4. Die Beschussabteilung hat die Ermittlungsergebnisse und das unten näher dargestellte Prüfkonzept mit der Betroffenen in mehreren Besprechungen, zuletzt am 11. November 2008 erörtert.
5. Mit Schreiben vom 24. November 2008 hat die Betroffene Verpflichtungszusagen gemäß § 32 b GWB angeboten, die in einer Senkung der Arbeitspreise (über die Senkung aufgrund gesunkener Gasbezugskosten hinaus) ab 1. Januar 2009 bestehen und nicht durch spätere Preisgestaltungen kompensiert werden. Für das Jahr 2008 hat sich der Missbrauchsverdacht nicht erhärtet, da die Betroffene einen beträchtlichen Teil ihrer gestiegenen Gasbezugskosten und zusätzlich auch höhere Kosten aufgrund gestiegener Netznutzungsentgelte nicht an ihre Kunden weitergegeben und insoweit neben der Deckung der Vertriebskosten kaum Rendite erzielt hat.
6. Die Betroffene hat am 20. November 2008 Gelegenheit zur Stellungnahme zum entsprechenden Entscheidungsentwurf erhalten.
Entscheidungsgründe
II.
7. Die Verpflichtungszusagen sind geeignet, die der Betroffenen mitgeteilten vorläufigen Bedenken der Beschlussabteilung auszuräumen. Daher erklärt die Beschlussabteilung im Rahmen ihres Ermessens die Verpflichtungszusagen für bindend und stellt das Verfahren gegen die Betroffene vorbehaltlich ihrer in § 32 b Abs. 2 GWB enthaltenen Möglichkeiten ein. Die Verfahrenseinstellung bedeutet, dass die Beschlussabteilung die in Rede stehende Preisgestaltung der Betroffenen nicht kartellrechtlich angreifen wird.
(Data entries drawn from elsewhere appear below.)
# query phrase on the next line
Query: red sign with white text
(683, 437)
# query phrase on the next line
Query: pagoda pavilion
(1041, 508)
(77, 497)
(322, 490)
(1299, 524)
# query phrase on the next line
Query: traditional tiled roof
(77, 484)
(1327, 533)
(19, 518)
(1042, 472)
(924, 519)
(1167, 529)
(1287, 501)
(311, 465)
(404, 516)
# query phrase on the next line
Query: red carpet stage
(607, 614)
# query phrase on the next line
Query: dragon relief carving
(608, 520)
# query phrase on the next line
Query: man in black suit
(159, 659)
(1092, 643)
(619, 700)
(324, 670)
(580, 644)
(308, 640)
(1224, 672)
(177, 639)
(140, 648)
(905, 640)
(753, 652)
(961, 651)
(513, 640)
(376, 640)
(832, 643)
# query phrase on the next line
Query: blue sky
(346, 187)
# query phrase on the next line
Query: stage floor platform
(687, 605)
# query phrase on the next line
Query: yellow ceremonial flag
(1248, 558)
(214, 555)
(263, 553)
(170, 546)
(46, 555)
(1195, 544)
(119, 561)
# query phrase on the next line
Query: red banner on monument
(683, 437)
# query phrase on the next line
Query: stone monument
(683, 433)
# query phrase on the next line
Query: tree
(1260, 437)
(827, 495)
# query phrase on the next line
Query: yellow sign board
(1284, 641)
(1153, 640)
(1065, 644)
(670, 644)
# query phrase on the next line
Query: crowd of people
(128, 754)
8. Die vorläufige Auffassung der Beschlussabteilung beruhte auf den nachfolgend dargestellten Überlegungen, denen die Betroffene im Laufe des Verfahrens entgegen getreten ist (insbes. zu. Rn. 16, 18, 25, 29). Insoweit bestehen zwischen Bundeskartellamt und der Betroffenen nach wie vor unterschiedliche Rechtsauffassungen.
9. Das Bundeskartellamt ist für das Verfahren zuständig, weil die Landeskartellbehörde Baden-Württemberg das Verfahren auf Antrag des Bundeskartellamtes nach § 49 Abs. 3 GWB rechtmäßig an das Bundeskartellamt abgegeben hat. Bei der Abgabeentscheidung handelt es sich um einen verwaltungsinternen Akt ohne Außenwirkung, der nicht isoliert anfechtbar ist.
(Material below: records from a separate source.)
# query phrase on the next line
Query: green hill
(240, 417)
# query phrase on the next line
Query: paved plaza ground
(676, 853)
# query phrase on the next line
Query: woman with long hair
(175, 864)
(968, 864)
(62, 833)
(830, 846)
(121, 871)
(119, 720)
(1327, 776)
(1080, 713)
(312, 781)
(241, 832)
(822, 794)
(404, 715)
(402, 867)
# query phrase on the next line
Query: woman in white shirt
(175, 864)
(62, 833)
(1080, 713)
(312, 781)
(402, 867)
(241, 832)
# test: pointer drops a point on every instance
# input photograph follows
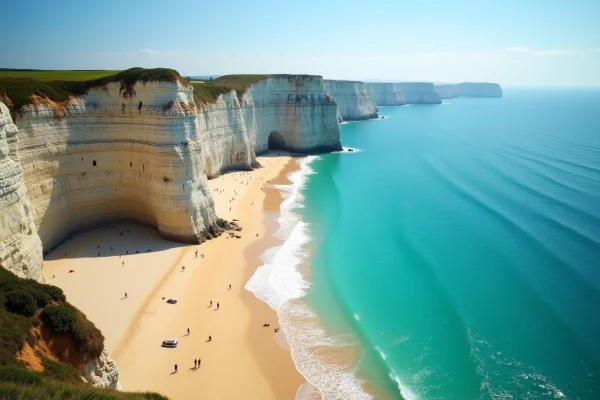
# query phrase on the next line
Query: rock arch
(276, 141)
10. Die Betroffene besitzt nach Auffassung der Beschlussabteilung in ihrem Versorgungsgebiet eine marktbeherrschende Stellung im Sinne des § 19 Abs. 1 in Verbindung mit Abs. 4 Nr. 2 GWB und im Sinne des § 29 GWB (als Anbieter von leitungsgebundenem Gas) bei der Belieferung von Standardlastprofilkunden mit Erdgas.
11. Sachlich relevant ist der Markt der Lieferung von Erdgas an Standardlastprofilkunden im Sinne des § 29 Gasnetzzugangsverordnung (vom 25. Juli 2005, BGBl. I S. 2210), d. h. nicht leistungsgemessenen Endkunden. Die Endkundenstufe umfasst sämtliche Nachfrager von Erdgas, die Erdgas zum eigenen Verbrauch nachfragen. Auf der Endkundenstufe bilden nicht leistungsgemessene Standardlastprofilkunden einerseits und leistungsgemessene...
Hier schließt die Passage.